Central bank to cut reserve requirement ratio

Huang Yixuan
The People's Bank of China says across-the-board reduction will unleash more than 800 billion yuan in long-term funds to support the real economy and reduce capital costs. 
Huang Yixuan

China's central bank is to cut the reserve requirement ratio for financial institutions — excluding finance companies, financial leasing companies and automobile financing companies — by 50 basis points from January 6.

This is to support the development of the real economy as well as to reduce the real cost of social financing, according to the People's Bank of China.

The central bank said the cut is an across-the-board reduction reflecting counter-cyclical adjustment, which would unleash more than 800 billion yuan (around US$115 billion) in long-term funds, effectively increase the stable sources of funds for financial institutions to support the real economy and reduce the capital costs for financial institutions to support the real economy.

Currently, the required reserve ratio is 13 percent for large financial institutions and 11 percent for smaller ones since the last adjustment came into effect on September 16.

In the comprehensive lowering of the reserve requirements, small and medium-sized banks such as urban commercial banks operating exclusively within province-level regions, rural commercial banks serving counties, rural cooperative banks, rural credit cooperatives and village banks will receive long-term funds of more than 120 billion yuan.

At the same time, capital costs for banks will be cut by about 15 billion yuan a year, which can lead to a reduction in the real cost of social financing, especially the financing costs for micro and private enterprises, according to a PBoC official. 

The ratio cut will offset the large amount of cash drawn from banks before Spring Festival, thus maintaining the stability of the overall liquidity of the banking system, reflecting a scientific and prudent grasp of the strength of the counter-cyclical adjustment of monetary policy, the bank noted. "The prudent monetary policy stance remains unchanged."
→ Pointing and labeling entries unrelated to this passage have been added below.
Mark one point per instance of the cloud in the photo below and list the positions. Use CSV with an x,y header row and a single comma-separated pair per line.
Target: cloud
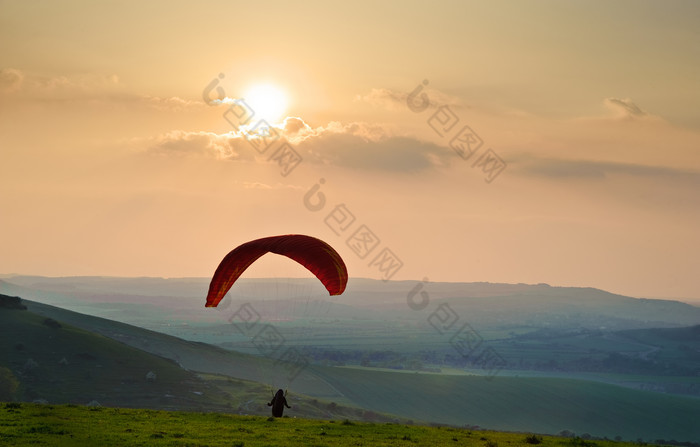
x,y
209,144
10,79
625,108
590,169
352,145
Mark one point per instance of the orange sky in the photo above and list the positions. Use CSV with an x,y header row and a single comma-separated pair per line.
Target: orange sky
x,y
113,163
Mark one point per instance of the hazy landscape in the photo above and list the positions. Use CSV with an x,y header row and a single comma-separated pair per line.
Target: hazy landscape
x,y
465,222
532,357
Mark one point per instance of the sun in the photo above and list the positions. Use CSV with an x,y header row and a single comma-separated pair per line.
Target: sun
x,y
268,102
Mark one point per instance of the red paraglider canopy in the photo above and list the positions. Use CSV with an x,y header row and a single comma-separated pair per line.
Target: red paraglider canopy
x,y
314,254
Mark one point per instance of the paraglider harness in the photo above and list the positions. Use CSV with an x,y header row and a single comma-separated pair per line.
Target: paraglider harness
x,y
278,402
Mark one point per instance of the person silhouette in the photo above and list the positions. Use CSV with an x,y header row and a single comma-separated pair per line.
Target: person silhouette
x,y
278,402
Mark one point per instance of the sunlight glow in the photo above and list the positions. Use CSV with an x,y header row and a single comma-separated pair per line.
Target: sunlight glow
x,y
268,101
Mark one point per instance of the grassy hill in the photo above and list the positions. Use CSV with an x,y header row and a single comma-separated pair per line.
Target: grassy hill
x,y
545,405
28,424
57,362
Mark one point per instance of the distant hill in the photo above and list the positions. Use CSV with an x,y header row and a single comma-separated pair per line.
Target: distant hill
x,y
58,362
509,403
149,301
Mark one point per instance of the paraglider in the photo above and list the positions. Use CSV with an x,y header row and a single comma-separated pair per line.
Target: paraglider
x,y
314,254
278,402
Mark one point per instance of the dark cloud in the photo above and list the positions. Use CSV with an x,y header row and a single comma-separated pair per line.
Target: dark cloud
x,y
355,145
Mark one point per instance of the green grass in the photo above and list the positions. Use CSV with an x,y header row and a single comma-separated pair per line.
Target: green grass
x,y
68,425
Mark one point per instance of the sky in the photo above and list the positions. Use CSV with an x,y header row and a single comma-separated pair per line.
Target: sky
x,y
515,142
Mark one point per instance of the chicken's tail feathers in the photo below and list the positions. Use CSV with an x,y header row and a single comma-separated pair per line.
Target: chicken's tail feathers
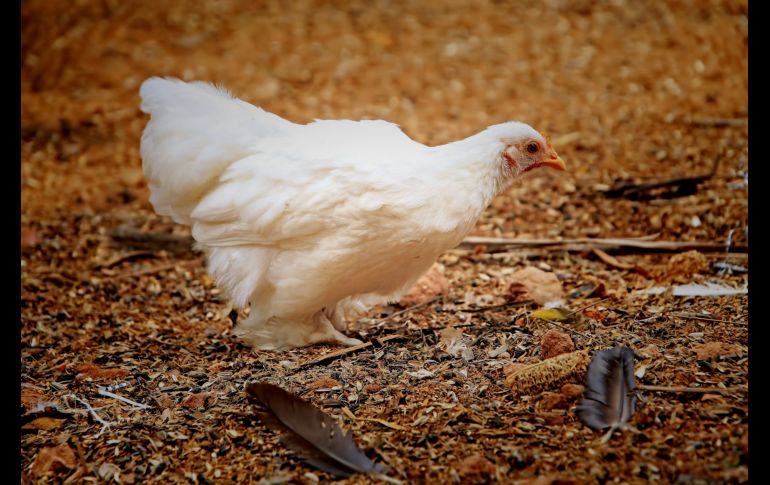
x,y
195,132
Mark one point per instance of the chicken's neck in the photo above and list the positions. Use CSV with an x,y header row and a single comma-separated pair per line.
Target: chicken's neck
x,y
473,166
469,177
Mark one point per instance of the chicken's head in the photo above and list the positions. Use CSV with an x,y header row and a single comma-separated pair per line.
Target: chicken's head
x,y
524,149
531,151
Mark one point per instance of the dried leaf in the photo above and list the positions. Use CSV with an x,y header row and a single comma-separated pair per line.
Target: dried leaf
x,y
554,314
430,285
610,400
44,423
548,374
50,458
311,432
535,284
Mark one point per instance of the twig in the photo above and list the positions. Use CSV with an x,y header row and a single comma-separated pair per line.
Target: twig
x,y
334,354
346,350
407,310
704,390
611,260
92,411
157,269
697,317
127,236
495,307
106,392
582,244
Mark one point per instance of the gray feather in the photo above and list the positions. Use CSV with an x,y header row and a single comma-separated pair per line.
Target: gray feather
x,y
610,399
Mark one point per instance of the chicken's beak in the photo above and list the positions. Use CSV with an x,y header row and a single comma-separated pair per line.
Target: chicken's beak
x,y
555,162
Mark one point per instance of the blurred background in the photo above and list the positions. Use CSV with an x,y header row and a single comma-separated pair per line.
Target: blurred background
x,y
626,90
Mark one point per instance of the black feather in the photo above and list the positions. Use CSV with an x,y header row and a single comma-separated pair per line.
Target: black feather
x,y
311,432
610,390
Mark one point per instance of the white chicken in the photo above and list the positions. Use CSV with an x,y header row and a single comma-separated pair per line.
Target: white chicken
x,y
311,224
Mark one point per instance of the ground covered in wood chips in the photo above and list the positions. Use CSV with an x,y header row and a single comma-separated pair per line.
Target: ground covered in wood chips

The move is in line with market expectation, as many analysts had predicted that the bank would increase funding to the financial system around the New Year.

Wen Bin, chief analyst at China Minsheng Bank, said around 600 billion yuan of reverse repo is due to expire in the first half of January, and demand for funds will be under pressure in the run-up to the Spring Festival. Enterprises' tax payment, banks' reserve payment and the issuance of local government bonds will all put pressure on liquidity, thus cutting the reserve requirement ratio is a way to enable market liquidity to remain reasonable and adequate.

The State Council said in a guideline on December 24 that supportive fiscal policies to reduce enterprises' social security burdens and encourage on-the-job training would be extended for another year.

Financial support will also be stepped up for private, micro and small firms, it added.

On December 23, Chinese Premier Li Keqiang stressed the need to foster a new economy and new growth engines by encouraging entrepreneurship and innovation. He promised to grant stronger support to small and medium-sized banks delivering direct services to small and micro-enterprises, as reported by CCTV.

"The government will carry out further research into the use of multiple tools including the reserve requirement ratio, re-lending and re-discounts to cut real interest rates and financing costs to ease the financing difficulties of small and micro-businesses," Li said.

Wen expected that the medium-term lending facility will remained unchanged in January, while the one-year loan prime rate on January 20 could fall from 4.15 percent to 4.1 percent and the five-year rate could also decline from 4.8 percent to 4.75 percent.